Single interleaved WAL

Kafka uses one log file per partition. Most Kafka deployments skip fsync entirely and rely on replication for durability, but if you want single-node durability (which klite targets), that’s one fsync per partition per write cycle. With 1000 partitions, that’s 1000 fsyncs. On cloud volumes (EBS, Persistent Disk, etc.), each fsync is a network round-trip, so this adds up fast.

klite writes all partitions to a single write-ahead log. Entries from different partitions are interleaved in arrival order. One fsync makes everything in that file durable, regardless of how many partitions contributed.

Fsync batching

Even with a single WAL file, fsyncing after every write would be wasteful. klite collects writes over a short window (2ms by default), writes them all, then fsyncs once for the whole batch.

If 500 produce requests arrive within that 2ms window, they all share one fsync instead of competing for disk IOPS with hundreds of parallel fsyncs.

The window is tunable via --wal-sync-interval. Lower values reduce latency. Higher values let more writes accumulate per batch.

Async WAL segment pre-creation

Most cloud VMs use network-attached volumes (EBS on AWS, Persistent Disk on GCP, Managed Disks on Azure). Creating a new file and making it durable on these volumes requires a round-trip over the network, which can take 5-10ms under load.
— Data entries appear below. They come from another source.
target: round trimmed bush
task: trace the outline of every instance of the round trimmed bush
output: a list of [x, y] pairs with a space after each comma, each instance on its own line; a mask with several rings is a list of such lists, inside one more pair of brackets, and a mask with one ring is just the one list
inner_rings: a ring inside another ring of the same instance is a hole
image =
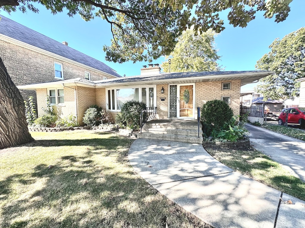
[[220, 100], [209, 101], [202, 106], [200, 120], [204, 123], [220, 129], [231, 121], [233, 111], [228, 104]]

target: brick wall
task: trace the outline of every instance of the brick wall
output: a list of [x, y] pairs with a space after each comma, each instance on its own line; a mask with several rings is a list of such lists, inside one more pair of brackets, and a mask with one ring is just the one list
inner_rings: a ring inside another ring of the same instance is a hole
[[[231, 89], [222, 90], [222, 83], [231, 82]], [[240, 102], [240, 80], [231, 81], [197, 82], [196, 84], [196, 102], [195, 116], [197, 116], [197, 107], [201, 109], [206, 102], [212, 100], [221, 100], [222, 96], [231, 97], [229, 105], [234, 115], [239, 114]]]
[[[163, 87], [164, 93], [161, 93]], [[168, 85], [157, 85], [157, 111], [159, 118], [166, 119], [168, 117]], [[165, 97], [164, 101], [161, 101], [160, 98]]]
[[77, 106], [78, 115], [77, 121], [81, 125], [84, 125], [83, 117], [87, 109], [95, 102], [95, 89], [77, 86]]
[[[63, 64], [63, 78], [65, 79], [84, 78], [85, 71], [90, 72], [92, 81], [102, 80], [103, 76], [106, 76], [2, 40], [0, 40], [0, 55], [9, 74], [16, 85], [60, 81], [55, 78], [54, 62]], [[114, 78], [106, 77], [108, 78]], [[27, 91], [21, 92], [25, 100], [27, 100], [29, 96], [34, 96], [34, 92]]]

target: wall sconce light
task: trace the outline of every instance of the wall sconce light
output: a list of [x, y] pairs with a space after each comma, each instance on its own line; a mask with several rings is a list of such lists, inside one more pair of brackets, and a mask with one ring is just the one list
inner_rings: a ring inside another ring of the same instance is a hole
[[161, 89], [161, 93], [164, 93], [164, 89], [163, 88], [163, 87], [162, 87], [162, 88]]

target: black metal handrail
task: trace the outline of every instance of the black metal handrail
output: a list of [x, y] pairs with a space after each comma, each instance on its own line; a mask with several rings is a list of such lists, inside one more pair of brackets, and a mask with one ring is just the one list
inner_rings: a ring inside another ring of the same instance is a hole
[[142, 128], [147, 120], [157, 118], [157, 107], [146, 107], [140, 114], [140, 133], [142, 133]]

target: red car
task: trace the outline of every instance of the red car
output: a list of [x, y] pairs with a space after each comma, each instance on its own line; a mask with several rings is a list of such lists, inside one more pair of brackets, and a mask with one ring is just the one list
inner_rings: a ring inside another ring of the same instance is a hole
[[305, 108], [293, 107], [283, 109], [278, 118], [279, 125], [285, 124], [287, 112], [288, 123], [298, 124], [301, 128], [305, 128]]

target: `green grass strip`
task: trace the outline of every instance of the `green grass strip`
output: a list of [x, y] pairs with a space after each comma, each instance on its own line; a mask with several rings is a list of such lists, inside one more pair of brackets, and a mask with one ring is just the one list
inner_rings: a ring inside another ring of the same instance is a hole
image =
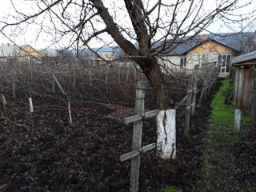
[[[202, 179], [198, 181], [198, 191], [254, 191], [245, 183], [236, 180], [241, 170], [236, 167], [232, 147], [245, 137], [250, 128], [250, 118], [242, 114], [241, 131], [234, 130], [234, 108], [224, 103], [225, 95], [230, 89], [230, 80], [222, 81], [222, 86], [211, 102], [209, 129], [204, 141], [204, 167]], [[255, 190], [256, 191], [256, 190]]]

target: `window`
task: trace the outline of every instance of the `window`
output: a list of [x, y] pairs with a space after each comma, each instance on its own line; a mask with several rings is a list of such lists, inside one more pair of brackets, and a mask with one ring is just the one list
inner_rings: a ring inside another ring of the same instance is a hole
[[221, 68], [220, 72], [222, 74], [230, 73], [230, 60], [231, 60], [230, 54], [218, 55], [218, 64]]
[[181, 58], [180, 65], [181, 66], [186, 66], [186, 58]]

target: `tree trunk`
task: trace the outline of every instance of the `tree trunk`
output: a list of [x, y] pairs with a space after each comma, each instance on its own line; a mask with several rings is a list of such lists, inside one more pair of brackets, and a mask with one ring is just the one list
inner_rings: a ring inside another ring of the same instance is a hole
[[146, 77], [153, 88], [158, 110], [174, 109], [174, 98], [168, 91], [168, 85], [164, 79], [164, 74], [161, 71], [157, 59], [154, 58], [151, 61], [147, 61], [147, 65], [149, 62], [150, 62], [150, 65], [149, 65], [150, 68], [143, 68], [143, 65], [140, 64], [139, 66], [143, 70]]
[[176, 157], [176, 110], [175, 101], [168, 91], [168, 85], [164, 80], [157, 59], [147, 61], [150, 69], [142, 68], [149, 80], [156, 99], [159, 113], [157, 116], [158, 139], [157, 155], [163, 159]]

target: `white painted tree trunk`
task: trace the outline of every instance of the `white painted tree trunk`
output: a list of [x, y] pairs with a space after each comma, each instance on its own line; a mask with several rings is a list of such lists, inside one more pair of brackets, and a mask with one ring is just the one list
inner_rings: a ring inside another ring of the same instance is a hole
[[6, 109], [6, 108], [7, 102], [6, 102], [6, 97], [5, 97], [4, 94], [1, 94], [1, 100], [2, 100], [2, 102], [3, 108]]
[[234, 130], [237, 132], [240, 131], [241, 124], [241, 110], [235, 109], [234, 110]]
[[176, 110], [161, 110], [157, 116], [157, 155], [162, 159], [176, 157]]
[[30, 102], [30, 113], [33, 113], [34, 112], [34, 106], [33, 106], [33, 102], [32, 102], [31, 98], [29, 98], [29, 102]]
[[70, 110], [70, 100], [69, 99], [68, 102], [68, 109], [69, 109], [69, 115], [70, 115], [70, 123], [72, 123], [72, 115], [71, 115], [71, 110]]

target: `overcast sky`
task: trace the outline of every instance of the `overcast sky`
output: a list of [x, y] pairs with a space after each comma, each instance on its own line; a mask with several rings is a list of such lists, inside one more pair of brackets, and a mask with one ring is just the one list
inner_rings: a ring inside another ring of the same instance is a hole
[[[117, 19], [118, 24], [122, 24], [123, 26], [129, 25], [129, 20], [127, 19], [127, 15], [122, 14], [122, 10], [124, 10], [124, 4], [123, 1], [122, 0], [115, 0], [115, 1], [105, 1], [107, 3], [109, 7], [109, 10], [113, 14], [114, 13], [115, 15], [118, 15]], [[146, 1], [145, 1], [146, 2]], [[150, 2], [155, 2], [156, 1], [151, 0]], [[166, 2], [171, 2], [167, 1]], [[204, 3], [204, 10], [205, 11], [210, 10], [213, 6], [214, 6], [215, 1], [213, 0], [206, 0]], [[246, 0], [241, 0], [241, 3], [246, 2]], [[190, 3], [189, 1], [186, 3]], [[180, 12], [180, 14], [185, 14], [186, 13], [186, 3], [184, 3], [184, 12]], [[14, 9], [13, 5], [14, 5], [16, 10]], [[150, 5], [149, 5], [149, 7]], [[26, 14], [31, 14], [33, 13], [36, 13], [38, 10], [37, 6], [37, 1], [35, 0], [1, 0], [0, 1], [0, 21], [7, 21], [8, 22], [17, 22], [18, 14], [17, 12], [23, 13]], [[112, 10], [113, 7], [115, 7], [115, 12]], [[117, 8], [117, 9], [116, 9]], [[256, 10], [256, 0], [254, 1], [254, 3], [251, 4], [250, 6], [247, 6], [244, 9], [241, 9], [236, 12], [237, 14], [243, 14], [253, 10]], [[70, 7], [70, 13], [73, 14], [76, 14], [75, 7]], [[21, 14], [19, 14], [21, 17]], [[154, 15], [154, 14], [153, 14]], [[14, 42], [18, 45], [24, 45], [24, 44], [30, 44], [37, 50], [45, 48], [46, 46], [50, 46], [52, 48], [59, 48], [64, 47], [66, 44], [68, 43], [66, 40], [62, 40], [58, 45], [51, 45], [53, 42], [53, 37], [50, 34], [42, 32], [42, 29], [43, 29], [46, 32], [50, 31], [50, 29], [47, 26], [47, 22], [46, 22], [47, 18], [44, 18], [44, 15], [39, 17], [37, 20], [35, 20], [35, 23], [30, 25], [21, 25], [18, 27], [11, 27], [6, 28], [3, 30], [6, 35], [8, 38]], [[254, 17], [254, 20], [256, 20]], [[40, 23], [44, 22], [43, 26], [40, 26]], [[237, 23], [238, 25], [229, 24], [227, 22], [222, 22], [221, 19], [216, 22], [214, 24], [210, 26], [207, 30], [218, 33], [218, 32], [231, 32], [231, 31], [238, 31], [241, 29], [241, 26], [245, 27], [248, 24], [246, 22], [242, 23]], [[2, 23], [0, 24], [0, 27], [2, 26]], [[246, 27], [246, 30], [254, 31], [256, 30], [255, 22], [250, 23], [248, 27]], [[51, 31], [54, 34], [54, 31]], [[57, 35], [58, 38], [58, 35]], [[6, 38], [2, 34], [0, 33], [0, 42], [1, 43], [12, 43], [11, 41]], [[98, 42], [99, 43], [99, 42]], [[98, 44], [97, 42], [94, 42], [95, 46]]]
klite writes to a WAL that rotates to a new file every 64 MB. Without pre-creation, every rotation would stall writes while the new file is created and the directory is synced.
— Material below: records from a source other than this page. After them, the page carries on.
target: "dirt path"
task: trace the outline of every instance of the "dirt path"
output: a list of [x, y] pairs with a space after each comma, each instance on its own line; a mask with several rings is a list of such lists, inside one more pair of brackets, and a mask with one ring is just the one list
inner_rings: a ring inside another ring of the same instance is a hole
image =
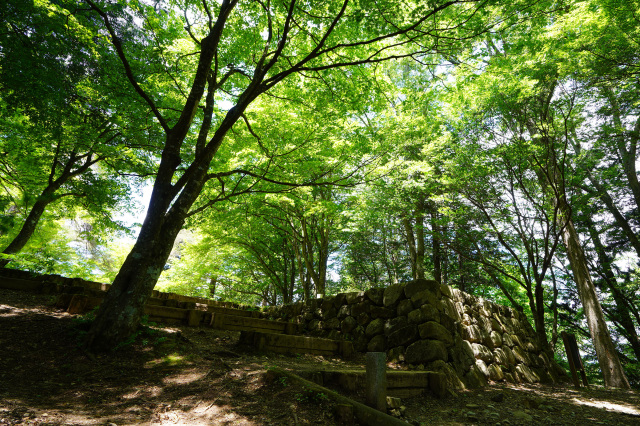
[[[50, 302], [0, 289], [0, 425], [333, 425], [322, 395], [263, 372], [358, 364], [256, 354], [237, 333], [181, 326], [95, 357], [78, 346], [81, 319]], [[604, 389], [496, 384], [403, 404], [411, 424], [640, 425], [640, 395]]]

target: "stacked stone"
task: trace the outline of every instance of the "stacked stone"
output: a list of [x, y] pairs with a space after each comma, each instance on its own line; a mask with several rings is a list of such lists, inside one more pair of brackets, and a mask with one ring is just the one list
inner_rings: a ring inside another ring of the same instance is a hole
[[563, 374], [521, 312], [431, 280], [341, 293], [267, 315], [293, 319], [315, 336], [351, 340], [360, 352], [386, 351], [390, 361], [442, 371], [454, 388]]

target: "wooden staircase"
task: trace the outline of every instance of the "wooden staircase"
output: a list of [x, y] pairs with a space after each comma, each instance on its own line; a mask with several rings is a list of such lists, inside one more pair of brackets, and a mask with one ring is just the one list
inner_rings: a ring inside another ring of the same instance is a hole
[[[59, 278], [67, 281], [56, 283], [0, 276], [0, 288], [57, 294], [56, 305], [70, 314], [90, 312], [102, 303], [109, 288], [108, 284]], [[240, 343], [258, 350], [345, 358], [354, 354], [349, 341], [303, 336], [299, 324], [262, 319], [259, 311], [239, 309], [231, 303], [154, 291], [144, 313], [155, 322], [240, 331]]]

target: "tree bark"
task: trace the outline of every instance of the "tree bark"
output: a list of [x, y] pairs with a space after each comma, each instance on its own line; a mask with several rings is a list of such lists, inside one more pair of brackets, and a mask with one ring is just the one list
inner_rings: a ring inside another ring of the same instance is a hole
[[[31, 207], [27, 219], [24, 221], [22, 228], [20, 228], [20, 232], [18, 232], [18, 235], [16, 235], [13, 240], [11, 240], [9, 245], [2, 251], [2, 253], [16, 254], [19, 253], [24, 248], [24, 246], [27, 245], [29, 239], [31, 239], [31, 236], [38, 227], [38, 223], [40, 223], [40, 219], [44, 214], [45, 208], [53, 201], [52, 198], [48, 198], [43, 195], [38, 197], [38, 201], [36, 201], [33, 207]], [[9, 259], [0, 259], [0, 268], [5, 267], [9, 262]]]
[[438, 226], [438, 211], [435, 206], [430, 209], [431, 243], [433, 245], [433, 279], [442, 282], [442, 264], [440, 254], [440, 230]]
[[[565, 209], [563, 209], [564, 211]], [[562, 239], [567, 249], [569, 264], [573, 271], [573, 277], [578, 287], [578, 294], [582, 301], [582, 307], [589, 325], [589, 332], [593, 339], [598, 363], [604, 377], [604, 384], [608, 387], [630, 389], [629, 381], [624, 374], [622, 364], [616, 353], [609, 329], [602, 312], [602, 306], [598, 300], [595, 286], [587, 268], [587, 261], [580, 245], [578, 234], [573, 226], [573, 221], [565, 219]]]
[[627, 300], [617, 287], [617, 280], [613, 270], [611, 269], [613, 260], [607, 254], [604, 245], [600, 240], [600, 234], [596, 230], [595, 223], [591, 218], [587, 218], [587, 226], [589, 228], [589, 235], [593, 241], [596, 254], [598, 255], [598, 262], [603, 276], [602, 281], [604, 281], [606, 286], [609, 287], [613, 300], [616, 302], [616, 309], [612, 314], [617, 317], [618, 323], [622, 326], [622, 332], [627, 340], [629, 340], [636, 359], [640, 361], [640, 338], [638, 338], [638, 332], [636, 331], [633, 319], [631, 318], [629, 307], [627, 306]]
[[411, 275], [414, 280], [417, 280], [424, 279], [424, 214], [420, 208], [416, 209], [415, 221], [414, 227], [411, 219], [406, 217], [402, 219], [409, 246]]

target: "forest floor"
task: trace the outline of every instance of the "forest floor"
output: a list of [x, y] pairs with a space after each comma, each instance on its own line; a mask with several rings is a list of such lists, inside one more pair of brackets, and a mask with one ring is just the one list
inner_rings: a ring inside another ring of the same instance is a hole
[[[238, 333], [163, 325], [94, 356], [78, 345], [85, 325], [51, 296], [0, 289], [0, 425], [334, 425], [323, 395], [264, 372], [362, 366], [254, 353]], [[640, 425], [639, 392], [595, 386], [498, 383], [402, 402], [414, 425]]]

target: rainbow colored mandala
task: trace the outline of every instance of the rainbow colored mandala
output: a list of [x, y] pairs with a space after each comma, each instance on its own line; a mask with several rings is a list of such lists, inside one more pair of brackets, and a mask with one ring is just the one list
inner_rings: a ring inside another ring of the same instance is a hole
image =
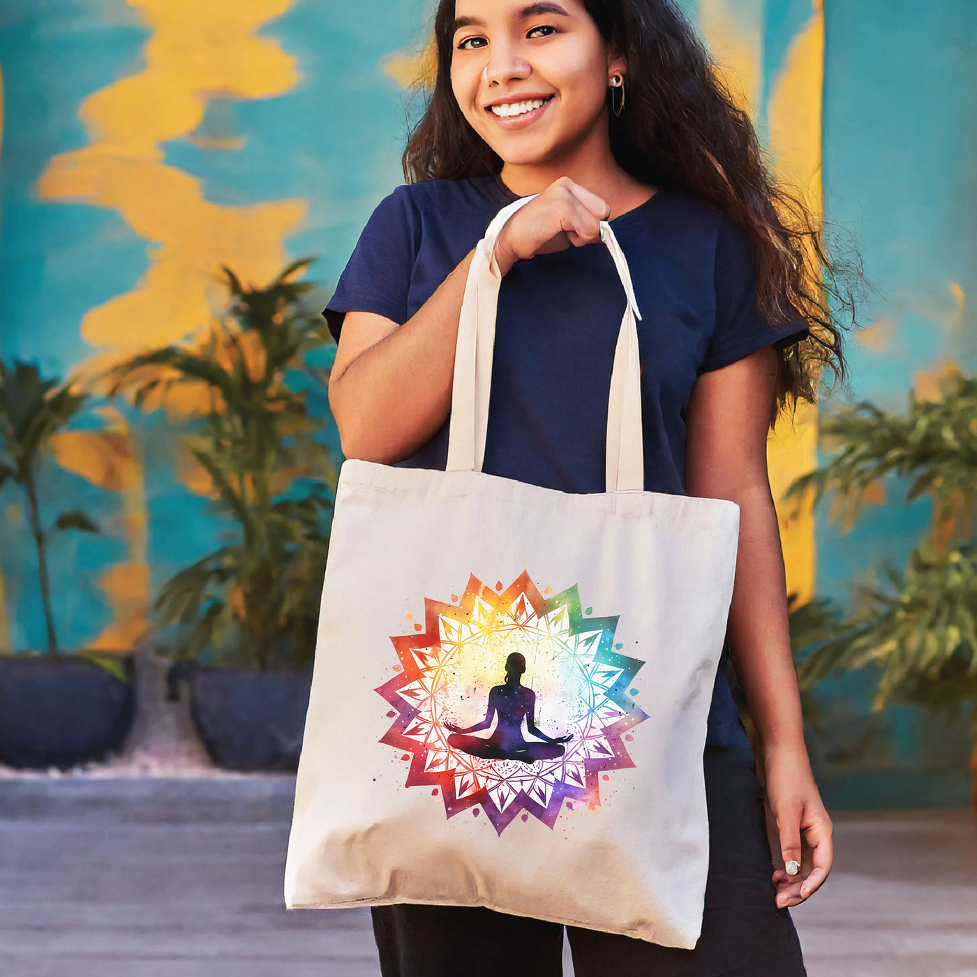
[[376, 690], [405, 786], [439, 788], [448, 818], [481, 808], [499, 834], [520, 814], [552, 828], [568, 799], [600, 804], [602, 775], [634, 766], [623, 737], [648, 718], [617, 616], [586, 616], [575, 584], [543, 598], [526, 571], [501, 593], [473, 574], [457, 605], [425, 598], [424, 612], [423, 631], [391, 638], [403, 671]]

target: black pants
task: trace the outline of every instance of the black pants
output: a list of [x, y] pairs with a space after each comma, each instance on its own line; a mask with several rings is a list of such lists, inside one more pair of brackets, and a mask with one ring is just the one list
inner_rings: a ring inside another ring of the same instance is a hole
[[[694, 950], [568, 926], [576, 977], [805, 977], [779, 910], [763, 795], [750, 750], [706, 746], [709, 873]], [[375, 907], [383, 977], [560, 977], [563, 929], [483, 908]]]

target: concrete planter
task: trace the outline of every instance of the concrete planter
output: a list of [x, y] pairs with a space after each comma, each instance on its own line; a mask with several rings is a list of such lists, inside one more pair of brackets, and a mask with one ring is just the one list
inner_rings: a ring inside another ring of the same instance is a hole
[[191, 711], [210, 758], [229, 770], [297, 770], [311, 684], [311, 668], [192, 668]]
[[67, 769], [122, 745], [135, 696], [86, 658], [0, 656], [0, 762]]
To avoid this, klite creates the next segment file in the background while the current one is still being written to. By the time rotation happens, the new file is already open and ready. Rotation itself is just a pointer swap with zero IO on the write path.

Pre-allocated chunk pool

klite allocates a fixed pool of memory buffers at startup (512 MB by default). Partitions borrow buffers from the pool to hold data that hasn’t been flushed to S3 yet, and return them after upload.

This means the produce path never allocates memory for message storage during normal operation. There’s no allocation churn and no garbage collection pressure from constantly creating and discarding buffers.

When the pool is 75% full, klite triggers an early S3 flush to free up space. If it’s completely exhausted, producers wait until a buffer is returned. This keeps memory usage predictable — you get backpressure instead of unbounded growth.

S3 footer caching

Each S3 object has an index at the end (the “footer”) that maps offsets to byte positions within the object. klite needs this index to figure out which bytes to request for a given fetch.

The first time klite reads from an object, it fetches the last 64 KB in a single request. That’s enough to cover the index for most objects. The result is cached in memory, so subsequent fetches skip this step entirely.

After that, a consumer fetch is a single HTTP request for exactly the byte range it needs. No unnecessary data transfer, no repeated index lookups.